In L.A., in many capacities, we would talk about race and identity and cultural values. It was something that was practiced in everyday life, but not something that was broached in an explicit way. It became more explicit when I went to Notre Dame.
When I went to the midwest, it was a source of peace because I loved the community of Notre Dame, but it was a huge culture shock for me. Not necessarily because of the transition from the city to a college town, but because of some of the racial microaggressions that I faced from the day I got to campus.
There were assumptions that I knew every other Asian on campus or about what my ethnic identity was based on my last name or the color of my skin. The thing was, it was also displayed amongst my BIPOC (Black, indigenous, people of color) colleagues and friends. There were jokes about Asian glow and drinking. I was facing much more explicit forms of racism. It pushed me to find community with other friends and colleagues. That helped me to deepen my connections to my own culture.
Tell me more about those cultural connections.
My parents are both immigrants so there was so much preservation of culture and traditions. Going through that undergraduate experience really deepened my connection to my racial and ethnic identities. It helped me to deepen my passion, which is shedding light on disparities on racial minoritization, racial discrimination. It helped me to attune to ways we were thinking about systemic racism.
The racialized experience for Asian communities has been happening for decades and centuries. That acknowledgement is scary for us and it’s also hurtful. There’s so much emotion we’re living in. So I was coming to an understanding of my own family and what the hesitancy is around mental health counseling, and what part I am playing in the healing as part of my family.
I think a lot about my family. My parents still live in the L.A. area, and I think about the definition of family and what it means to me. I think that has been a large part of who I am and how I grew up. That was a way to represent what my cultural values mean to me. A part of who I am is that I cherish family and community.
How do your other identities, such as you being gay, coexist with your background as an Asian-American?

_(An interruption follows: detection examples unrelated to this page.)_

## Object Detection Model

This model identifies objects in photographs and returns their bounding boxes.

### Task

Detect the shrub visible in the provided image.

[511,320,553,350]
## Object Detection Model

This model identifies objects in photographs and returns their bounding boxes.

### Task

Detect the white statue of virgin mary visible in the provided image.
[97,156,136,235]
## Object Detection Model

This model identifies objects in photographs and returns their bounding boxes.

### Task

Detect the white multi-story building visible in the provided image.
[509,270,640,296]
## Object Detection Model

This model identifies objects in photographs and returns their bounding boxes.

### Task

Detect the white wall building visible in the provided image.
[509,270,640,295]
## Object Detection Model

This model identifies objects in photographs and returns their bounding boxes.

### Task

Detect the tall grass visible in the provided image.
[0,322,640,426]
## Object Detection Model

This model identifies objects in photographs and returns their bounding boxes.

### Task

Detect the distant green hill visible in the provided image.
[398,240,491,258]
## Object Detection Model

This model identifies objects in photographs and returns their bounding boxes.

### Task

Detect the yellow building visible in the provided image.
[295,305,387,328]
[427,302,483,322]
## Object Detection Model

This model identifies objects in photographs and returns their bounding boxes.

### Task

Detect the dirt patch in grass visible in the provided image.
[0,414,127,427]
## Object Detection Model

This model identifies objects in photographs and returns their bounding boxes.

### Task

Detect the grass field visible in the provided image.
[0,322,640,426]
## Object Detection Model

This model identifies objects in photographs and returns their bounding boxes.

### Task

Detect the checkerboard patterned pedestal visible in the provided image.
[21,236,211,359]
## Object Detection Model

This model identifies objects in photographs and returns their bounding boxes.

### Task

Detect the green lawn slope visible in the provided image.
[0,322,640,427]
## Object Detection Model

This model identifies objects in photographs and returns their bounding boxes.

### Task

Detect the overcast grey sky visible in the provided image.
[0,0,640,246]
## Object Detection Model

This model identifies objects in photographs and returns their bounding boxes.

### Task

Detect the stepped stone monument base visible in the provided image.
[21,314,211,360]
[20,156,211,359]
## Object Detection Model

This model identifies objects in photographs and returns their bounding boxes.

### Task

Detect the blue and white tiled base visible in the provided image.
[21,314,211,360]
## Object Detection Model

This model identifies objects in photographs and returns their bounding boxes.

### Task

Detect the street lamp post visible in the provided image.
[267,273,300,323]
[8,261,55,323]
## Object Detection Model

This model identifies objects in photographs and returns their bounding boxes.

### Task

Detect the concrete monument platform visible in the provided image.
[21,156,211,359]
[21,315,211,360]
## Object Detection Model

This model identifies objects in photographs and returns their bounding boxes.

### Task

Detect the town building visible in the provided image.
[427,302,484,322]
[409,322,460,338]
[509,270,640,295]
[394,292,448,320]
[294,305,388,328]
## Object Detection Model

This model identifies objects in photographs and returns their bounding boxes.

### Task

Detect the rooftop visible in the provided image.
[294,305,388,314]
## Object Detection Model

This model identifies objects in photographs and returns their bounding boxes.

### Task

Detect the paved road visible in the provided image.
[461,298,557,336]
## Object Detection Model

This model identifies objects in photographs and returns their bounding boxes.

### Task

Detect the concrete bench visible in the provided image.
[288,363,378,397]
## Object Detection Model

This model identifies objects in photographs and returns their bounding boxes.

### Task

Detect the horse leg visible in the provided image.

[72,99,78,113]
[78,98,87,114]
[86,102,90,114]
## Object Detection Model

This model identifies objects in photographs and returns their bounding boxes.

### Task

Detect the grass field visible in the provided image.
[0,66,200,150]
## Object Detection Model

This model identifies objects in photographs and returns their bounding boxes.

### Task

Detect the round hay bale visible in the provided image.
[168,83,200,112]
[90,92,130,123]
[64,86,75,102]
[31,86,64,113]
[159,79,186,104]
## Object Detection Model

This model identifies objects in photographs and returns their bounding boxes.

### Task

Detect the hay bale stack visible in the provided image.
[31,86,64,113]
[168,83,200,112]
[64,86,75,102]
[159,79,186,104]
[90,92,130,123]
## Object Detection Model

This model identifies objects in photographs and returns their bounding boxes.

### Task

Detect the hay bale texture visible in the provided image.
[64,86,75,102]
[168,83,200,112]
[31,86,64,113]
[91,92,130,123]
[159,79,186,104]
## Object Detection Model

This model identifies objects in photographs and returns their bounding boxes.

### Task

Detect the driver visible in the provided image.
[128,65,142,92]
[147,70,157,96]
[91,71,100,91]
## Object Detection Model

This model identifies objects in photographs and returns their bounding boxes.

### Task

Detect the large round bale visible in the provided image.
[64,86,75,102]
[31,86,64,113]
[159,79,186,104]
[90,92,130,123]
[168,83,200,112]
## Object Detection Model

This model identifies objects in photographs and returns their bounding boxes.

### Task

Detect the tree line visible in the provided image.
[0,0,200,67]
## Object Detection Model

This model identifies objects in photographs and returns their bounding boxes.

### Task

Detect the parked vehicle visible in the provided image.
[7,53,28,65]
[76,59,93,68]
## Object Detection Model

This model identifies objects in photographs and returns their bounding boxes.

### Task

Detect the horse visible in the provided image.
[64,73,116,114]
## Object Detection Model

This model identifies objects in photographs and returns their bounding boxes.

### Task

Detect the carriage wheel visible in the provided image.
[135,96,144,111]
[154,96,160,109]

If I’m going to work with students, I have to know myself and be really connected to who I am. That is what became so central for me. So that means not only showing up as a Southeast Asian, but also what it meant to be a queer, brown, Southeast Asian. That is not an experience that I can set aside. In order to make sense of who I am, I had to connect my different identities.

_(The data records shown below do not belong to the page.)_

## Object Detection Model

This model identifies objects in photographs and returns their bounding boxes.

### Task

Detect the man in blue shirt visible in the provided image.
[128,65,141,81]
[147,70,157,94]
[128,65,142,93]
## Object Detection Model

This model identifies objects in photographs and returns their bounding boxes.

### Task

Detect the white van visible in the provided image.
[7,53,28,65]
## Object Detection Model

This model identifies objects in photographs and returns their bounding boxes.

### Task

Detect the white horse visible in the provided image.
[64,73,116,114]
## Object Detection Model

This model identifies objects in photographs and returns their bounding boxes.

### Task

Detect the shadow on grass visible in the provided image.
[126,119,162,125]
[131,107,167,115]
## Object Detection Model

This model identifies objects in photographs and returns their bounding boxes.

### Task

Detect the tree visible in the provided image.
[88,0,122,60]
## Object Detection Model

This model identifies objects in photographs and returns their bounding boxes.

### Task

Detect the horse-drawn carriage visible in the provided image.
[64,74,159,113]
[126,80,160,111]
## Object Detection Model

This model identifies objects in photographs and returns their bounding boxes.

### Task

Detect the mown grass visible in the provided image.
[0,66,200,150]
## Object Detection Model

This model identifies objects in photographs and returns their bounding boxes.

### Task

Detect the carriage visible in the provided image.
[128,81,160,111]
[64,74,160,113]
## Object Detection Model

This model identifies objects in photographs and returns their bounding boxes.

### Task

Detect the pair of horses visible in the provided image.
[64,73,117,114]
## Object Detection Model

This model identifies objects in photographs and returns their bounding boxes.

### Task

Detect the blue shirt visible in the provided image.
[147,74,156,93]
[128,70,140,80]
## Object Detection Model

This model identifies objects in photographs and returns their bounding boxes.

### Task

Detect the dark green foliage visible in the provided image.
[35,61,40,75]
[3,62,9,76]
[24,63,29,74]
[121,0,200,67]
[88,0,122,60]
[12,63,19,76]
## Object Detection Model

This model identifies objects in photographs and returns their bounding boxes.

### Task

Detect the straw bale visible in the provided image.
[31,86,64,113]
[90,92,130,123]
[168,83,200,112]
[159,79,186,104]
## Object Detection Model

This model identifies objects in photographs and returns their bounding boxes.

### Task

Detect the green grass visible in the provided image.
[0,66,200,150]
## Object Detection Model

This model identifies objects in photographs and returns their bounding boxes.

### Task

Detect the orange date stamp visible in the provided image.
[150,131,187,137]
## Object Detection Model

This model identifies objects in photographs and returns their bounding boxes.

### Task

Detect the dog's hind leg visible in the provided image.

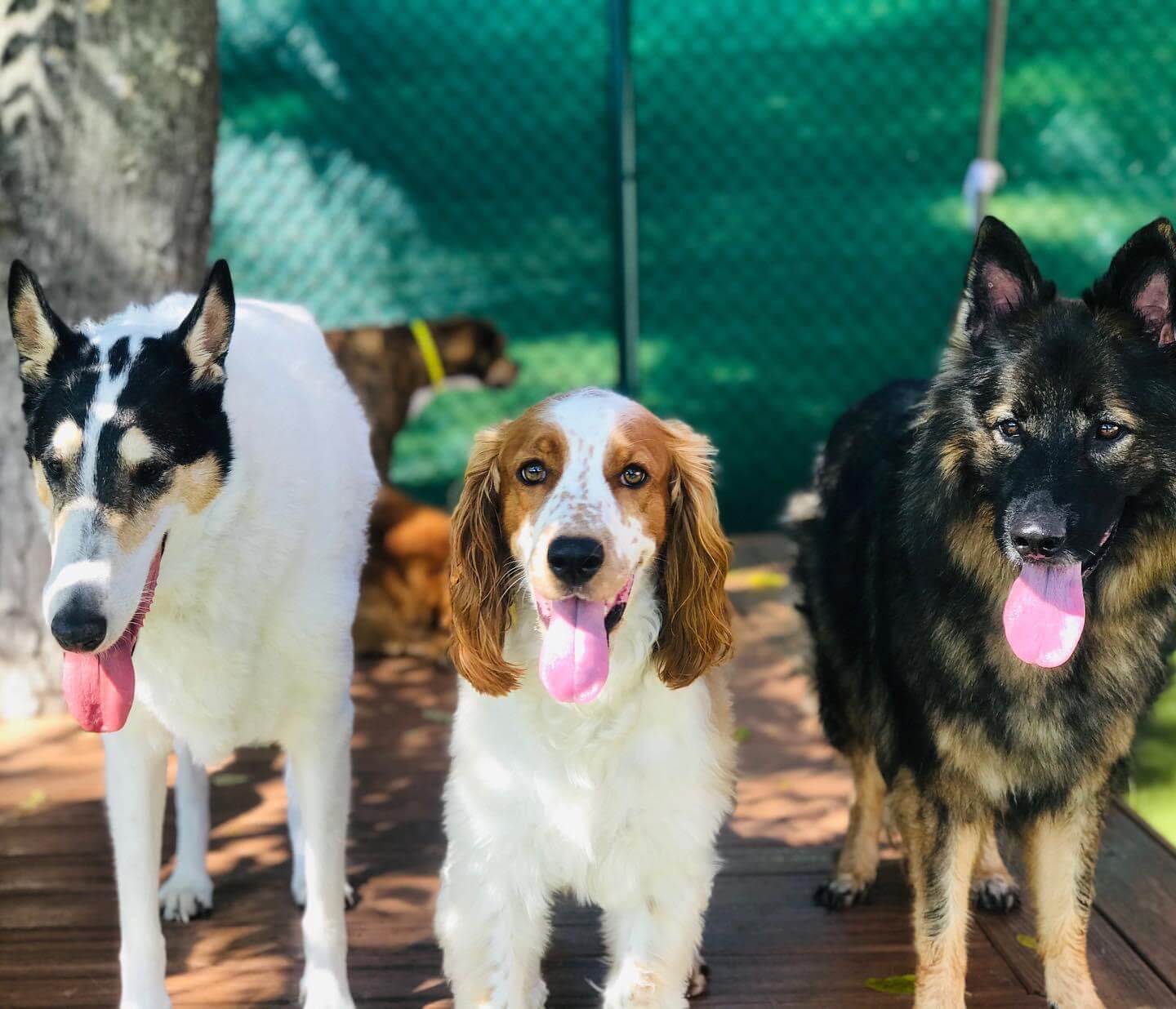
[813,750,885,910]
[158,740,213,922]
[102,705,172,1009]
[893,776,986,1009]
[1026,796,1104,1009]
[971,825,1021,913]
[283,696,354,1009]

It’s also about realizing that there are identities where I carry privilege. It’s important for me to be reflexive and know my impact and know where I’m not seeing certain things. One piece about my gender identity is that I am a cisgender male and I’m nondisabled which makes me mindful about ablelist privilege. I also grew up in a middle class family even if I was a child of immigrant parents. Those are ways I think about how I have privilege. I also grew up Catholic; I’m still working through that.
I think about body size, too. I’m someone that shows up in the world as fat. So I’m thinking about how that impacts racism and oppression. In the LGBTQ+ community, we’re still facing racism and sizeism.
Can you talk a bit about the importance of mental health, particularly in the Asian-American community?
I think there needs to be more community initiatives. What I mean by that is, it’s about having providers who are affirming, having providers who are willing to recognize and honor the experience of Asian communities, but it’s also continuing to do community outreach.
We need to be meeting with community leaders to continue to find ways to say, ‘Here are the resources and you’re not alone.’ Because it’s easy to feel like we are alone. It’s scary to seek help and it’s scary if you’re not sure how to navigate the system.
We also need to see providers who look like us. In so many ways, that is my hope. I want to see in all of our mental health professions, colleagues who look like us and I think that’s what matters.